Ağaca tırmanırken öğrendiklerimiz
Oyunun risk içermesi gerektiğine dair tartışmalar oyun uzmanları arasında uzun zamandır devam ediyor. “Oyunda risk ne demek?”, “Risk çocuklar için iyi bir şey olabilir mi?”, “Ya çocuklar oyun oynarken yaralanırsa?”, “Ya ebeveyn olarak itibarım ne olacak?”. Oyun alanı güvenliği uzmanı olan ve bu tür sorularla her gün karşılaşan Uluslararası Oyun Derneği’nden David Yearley ile oyunda […]
Oyunun risk içermesi gerektiğine dair tartışmalar oyun uzmanları arasında uzun zamandır devam ediyor. “Oyunda risk ne demek?”, “Risk çocuklar için iyi bir şey olabilir mi?”, “Ya çocuklar oyun oynarken yaralanırsa?”, “Ya ebeveyn olarak itibarım ne olacak?”. Oyun alanı güvenliği uzmanı olan ve bu tür sorularla her gün karşılaşan Uluslararası Oyun Derneği’nden David Yearley ile oyunda risk unsurunu konuştuk.
Çocuğa, riskten arındırılmış bir oyun ortamı mı sağlamalı yoksa oyun risk unsurlarını da barındırmalı? Oyunda risk unsuru tartışmaları sırasında sıklıkla gözden kaçırılan şey çocukların risk almasına karşı yetişkinlerin aşırı korumacı tavırlarının sonuçları. Çocukların oyunu sırasında riski deneyimlemerini engellemek neye yol açıyor?
Çocukların kendi seçecekleri yöntemlerle ve nasıl istiyorlarsa oyun oynama haklarına sahip olmaya ihtiyaçları var.
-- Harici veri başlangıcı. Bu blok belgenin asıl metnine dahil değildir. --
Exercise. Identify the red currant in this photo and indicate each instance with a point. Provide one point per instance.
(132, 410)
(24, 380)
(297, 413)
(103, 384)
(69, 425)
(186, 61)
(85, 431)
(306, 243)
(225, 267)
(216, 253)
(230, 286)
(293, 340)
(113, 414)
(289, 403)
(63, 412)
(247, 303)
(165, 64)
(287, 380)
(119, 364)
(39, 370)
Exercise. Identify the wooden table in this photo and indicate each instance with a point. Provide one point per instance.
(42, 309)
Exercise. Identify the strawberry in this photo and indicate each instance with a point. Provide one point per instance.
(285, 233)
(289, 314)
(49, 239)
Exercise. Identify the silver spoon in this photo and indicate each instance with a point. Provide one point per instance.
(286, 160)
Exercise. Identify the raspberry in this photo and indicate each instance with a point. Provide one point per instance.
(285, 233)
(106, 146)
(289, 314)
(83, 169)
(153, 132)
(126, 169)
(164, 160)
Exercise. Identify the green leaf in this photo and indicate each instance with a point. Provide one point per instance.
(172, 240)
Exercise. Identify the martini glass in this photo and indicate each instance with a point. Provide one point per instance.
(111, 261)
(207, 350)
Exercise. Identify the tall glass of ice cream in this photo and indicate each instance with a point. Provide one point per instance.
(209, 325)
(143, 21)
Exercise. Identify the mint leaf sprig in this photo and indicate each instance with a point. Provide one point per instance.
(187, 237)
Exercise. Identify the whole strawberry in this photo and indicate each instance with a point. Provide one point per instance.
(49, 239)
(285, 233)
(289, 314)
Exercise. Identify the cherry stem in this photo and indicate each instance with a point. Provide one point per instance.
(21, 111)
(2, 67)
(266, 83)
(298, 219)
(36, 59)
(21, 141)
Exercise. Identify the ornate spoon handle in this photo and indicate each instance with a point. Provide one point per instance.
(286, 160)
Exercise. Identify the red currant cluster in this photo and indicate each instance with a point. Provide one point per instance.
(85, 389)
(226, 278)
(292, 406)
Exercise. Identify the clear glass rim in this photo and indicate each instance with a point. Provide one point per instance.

Çocukların bu seçimi, eğlenceli ve zorlu olabilir, tam da bu, oyuna aynı zamanda bir risk unsuru katıyor. Risk almak, çocuklar bu öğrenme sürecinin doğrudan farkında olmasalar bile onların yaşarken öğrenmelerini sağlıyor.
Hayatta hepimiz kararlar alıyoruz. Aslında yetişkinler olarak çocukların karşılayabileceği uygun risklerin neler olduğuna karar vererek de onlar adına bazı kararlar alıyoruz.
Çocukları bazı risklerden korumak mümkün olabilir ancak hepsinden korumak mümkün değil. Yetişkinlerin, çocukları risklerden korumak için gösterdikleri aşırı korumacı tavırlar iki kayba yol açabiliyor:
- Çocukların risk almasını engellemek onların oyun imkanlarını engelliyor,
- Çocukların risk almasını engellemek onların karşılaştıkları durumlar karşısında riskleri nasıl yönetebileceklerini öğrenme fırsatını ortadan kaldırıyor.
Çocukların oyun sırasında aldıkları riskler sadece fiziksel yaralanma riskleri değil. Çocuklar arkadaşlarıyla ve etraflarındaki diğer çocuklarla etkileşime girdikçe duygusal ve psikolojik risklerle de karşı karşıya kalır. Bu riskleri yönetebiliyor olmak büyümenin, birey olmanın ve direnç geliştirmenin bir parçasıdır.
Düşeceği ve yaralanacağı ihtimali yüzünden çocuğumu ağaca tırmanmasını engellersem sadece bu durum için ağaçtan düşüp zarar görmeyeceğinden emin olabilirim. Peki çocuğumun ağaca tırmanmasını engellememin sebep olduğu sonuçlar? Çocuğum hiçbir zaman ağaca tırmanmanın verdiği keyfi tadamayacak, cesaret duygusunu tatması engellenmiş olacak, etrafını farklı bir açıdan görme şansını yakalayamayacak, bir ağaca nasıl tırmanılacağını hiçbir zaman öğrenemeyecek.
Oysa çocuğum ağaça tırmanmayı deneyimledikçe daha yükseğe tırmanmak isteyecek ve belki daha fazla risk alacak. Aynı zamanda kendi sınırlarını görmeyi ve karşılaştığı riskleri yönetmeyi öğrenecek. Daha yükseğe çıktıkça daha dikkatli olacak ve işin eğlencesi de deneyimle birlikte gelecek.
Bu yüzden ebeveynler, karar alıcılar, politika yapıcılar yani yetişkinler olarak çocuklar adına karar aldığımız her an, risk almanın getirdiği faydaları ve bizim seçimlerimizin sonuçlarını da düşünmeye ihtiyacımız var.
David Yearley, Uluslararası Oyun Derneği (IPA) kurul üyesi ve İngiltere merkezli oyun alanları ve kazaları üzerine çalışan bir organizasyon olan The Royal Society for Prevention of Accidents’te Oyun Güvenliği Biriminin Başkanı.